Les quatre syndicats reprLes représentants des cheminots (CGT, Unsa, Sud-Rail et CFDT) ont déposé un préavis de grève renouvelable à partir du 11 décembre, soit dix jours avant les vacances de Noël. Objectif : dénoncer l’ouvertureadaptation à la concurrence et à la demandeBranche Fret de la SNCF. Au demande de Bruxelles, la société leader du fret ferroviaire en France disparaîtra le 1erest janvier pour être divisé en deux entités Hexafret pour le transport de marchandises et Technis pour entretien des locomotives. « Inacceptable » pour les syndicatsles chats, qui exigent « la mise en place d’un moratoire pour trouver les moyens de garantir la continuité de Fret SNCF ».

Les dates des éventuels débrayages n’ont pas été choisies au hasard : le 15 décembre, toujours dans le cadre de l’ouverture du réseau à la concurrence, les premiers cheminots de la SNCF Voyageurs seront transférés dans trois filiales de la SNCF en Région. Même si ces derniers repartent avec un « sac à dos social », c’est-à-dire la garantie de conserver des éléments de leur statut, ces transferts marquent le début du démantèlement de la maison mère. Avant ce mouvement social de décembre, l’intersyndicale avait aussi prévu une première « jour de l’ultimatum » 21 novembre.

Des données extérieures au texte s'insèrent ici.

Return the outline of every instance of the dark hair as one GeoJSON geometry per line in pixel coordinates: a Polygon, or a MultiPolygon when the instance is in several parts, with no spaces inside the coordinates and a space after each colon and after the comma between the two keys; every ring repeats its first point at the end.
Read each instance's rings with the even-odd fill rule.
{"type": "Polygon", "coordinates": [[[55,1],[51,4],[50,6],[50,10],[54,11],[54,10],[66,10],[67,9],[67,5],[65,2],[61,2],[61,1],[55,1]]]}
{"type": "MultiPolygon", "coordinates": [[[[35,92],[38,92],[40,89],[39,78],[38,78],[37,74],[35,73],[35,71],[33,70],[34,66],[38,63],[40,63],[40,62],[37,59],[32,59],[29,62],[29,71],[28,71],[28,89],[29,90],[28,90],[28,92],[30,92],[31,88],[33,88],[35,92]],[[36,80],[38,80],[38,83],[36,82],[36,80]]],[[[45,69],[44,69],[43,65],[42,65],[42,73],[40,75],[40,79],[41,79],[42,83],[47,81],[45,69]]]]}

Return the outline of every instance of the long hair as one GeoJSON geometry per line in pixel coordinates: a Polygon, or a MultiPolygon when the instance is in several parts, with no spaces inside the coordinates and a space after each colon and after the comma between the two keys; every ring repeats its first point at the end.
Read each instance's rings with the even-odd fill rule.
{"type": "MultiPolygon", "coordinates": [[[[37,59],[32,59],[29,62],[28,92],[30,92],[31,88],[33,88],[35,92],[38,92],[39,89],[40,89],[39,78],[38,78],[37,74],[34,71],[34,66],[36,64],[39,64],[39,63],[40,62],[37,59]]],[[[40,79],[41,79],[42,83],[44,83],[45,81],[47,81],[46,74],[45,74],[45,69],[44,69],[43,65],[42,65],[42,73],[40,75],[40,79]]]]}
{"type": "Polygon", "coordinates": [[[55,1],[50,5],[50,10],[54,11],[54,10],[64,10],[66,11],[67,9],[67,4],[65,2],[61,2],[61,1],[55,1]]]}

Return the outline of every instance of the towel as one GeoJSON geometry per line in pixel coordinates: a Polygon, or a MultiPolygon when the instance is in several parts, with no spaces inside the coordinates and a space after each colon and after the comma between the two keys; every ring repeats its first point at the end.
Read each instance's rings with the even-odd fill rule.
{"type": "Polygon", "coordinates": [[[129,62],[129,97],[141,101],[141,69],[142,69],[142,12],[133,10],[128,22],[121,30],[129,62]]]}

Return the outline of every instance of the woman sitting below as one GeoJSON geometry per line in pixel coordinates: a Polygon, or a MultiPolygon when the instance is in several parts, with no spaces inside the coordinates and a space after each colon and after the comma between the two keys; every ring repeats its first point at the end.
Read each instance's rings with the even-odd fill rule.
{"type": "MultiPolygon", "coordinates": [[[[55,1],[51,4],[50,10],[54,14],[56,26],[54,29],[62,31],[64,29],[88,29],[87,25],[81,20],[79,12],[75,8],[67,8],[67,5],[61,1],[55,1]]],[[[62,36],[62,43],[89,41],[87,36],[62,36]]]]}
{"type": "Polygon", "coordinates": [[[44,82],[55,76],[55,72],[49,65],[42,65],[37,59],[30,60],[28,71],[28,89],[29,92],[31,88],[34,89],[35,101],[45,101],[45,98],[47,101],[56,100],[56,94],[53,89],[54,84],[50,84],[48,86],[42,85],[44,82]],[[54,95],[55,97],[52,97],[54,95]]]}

Il s’agit cette fois de faire pression sur la direction dans le cadre de négociations annuelles obligatoires (NAO) qui s’annoncent difficiles. Au cours des trois dernières années, avec une inflation élevée, les cheminots ont obtenu entre 5 et 6 % d’augmentation annuelle. Comme les prix augmentent lentement (environ 1,5 %), ils devront probablement se contenter de moins l’année prochaine. Pour préparer les esprits à cet atterrissage, la direction a mis en place un observatoire des rémunérations et des avantages sociaux, afin d’inciter les cheminots à ne pas s’arrêter au seul salaire mais à réfléchir à leur « paquet » d’avantages (comités d’entreprises, mutuelles, etc.). Pas sûr cependant que cela suffise à convaincre les syndicats, qui affirment « déterminé », «prêt à aller jusqu’au bout».